How Do NFTs Help Evaluate Original Works of Art?

 According to the BBC, Christie’s, a 254-year-old auction house, just sold a digital-only piece of artwork for the first time. Digital and commercial graphic artists created the piece in question, Beebles, before being auctioned off for an astonishing $69m. An NFT tokenized the transaction, and there was ultimately no exchange of the original composition in any physical form. Another important NFT transactions were the recent sale of an animated GIF of “Nyan Cat.” A sort of Rainbow Pop-Tart meme from 2011 that sold for more than $500,000, along with an ostensibly non-aesthetic image in the form of Jack Dorsey’s very first tweet, selling for more than $6m. 

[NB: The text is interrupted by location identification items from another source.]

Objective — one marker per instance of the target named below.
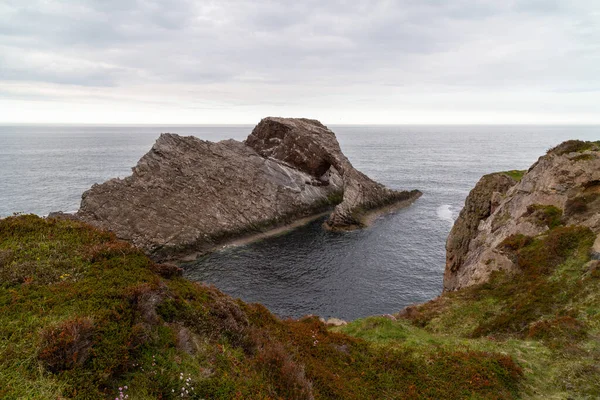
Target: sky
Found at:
(342, 62)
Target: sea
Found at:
(397, 261)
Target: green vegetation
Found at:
(574, 146)
(546, 316)
(516, 174)
(83, 315)
(549, 216)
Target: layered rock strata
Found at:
(188, 195)
(562, 187)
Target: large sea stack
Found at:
(502, 213)
(188, 195)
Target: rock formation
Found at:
(561, 187)
(188, 195)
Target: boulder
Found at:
(188, 195)
(562, 187)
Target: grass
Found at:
(546, 316)
(574, 146)
(83, 315)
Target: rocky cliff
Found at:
(188, 195)
(561, 188)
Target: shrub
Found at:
(286, 375)
(545, 214)
(67, 345)
(571, 146)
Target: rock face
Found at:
(188, 195)
(561, 187)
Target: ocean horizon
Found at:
(397, 261)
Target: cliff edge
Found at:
(561, 188)
(188, 195)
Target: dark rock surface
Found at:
(188, 195)
(565, 182)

 What makes these events unprecedented in scope is that the commodities sold are easily visible to the public in digital format. Anyone can view them and even duplicate and store the images on a personal device. Since only one of those tokens is known to exist, their collectible values are merely anchored in the digital certificate of authenticity that secures the unalterable ownership rights to those images. In some instances, NFTs do certain rights to physical artifacts as original copies. Likewise, the artist may certify additional attributes of uniqueness to the deception by creating an NFT. 

NFTs Beyond the Bubble

 While some analysts may contend that artwork and other digital phenomena sold in the form of NFTs represent a financial bubble, there is an undeniable benefit to the average digital content creator in the smart contract that’s frequently built into the sale of an original work. Before NFTs, an artist could not maintain an on-going financial interest, say, his rare and original signed vinyl cover. But, now, with tokenization on the blockchain, not only can he authenticate its originality, he can capture a percentage stake every time the item is resold.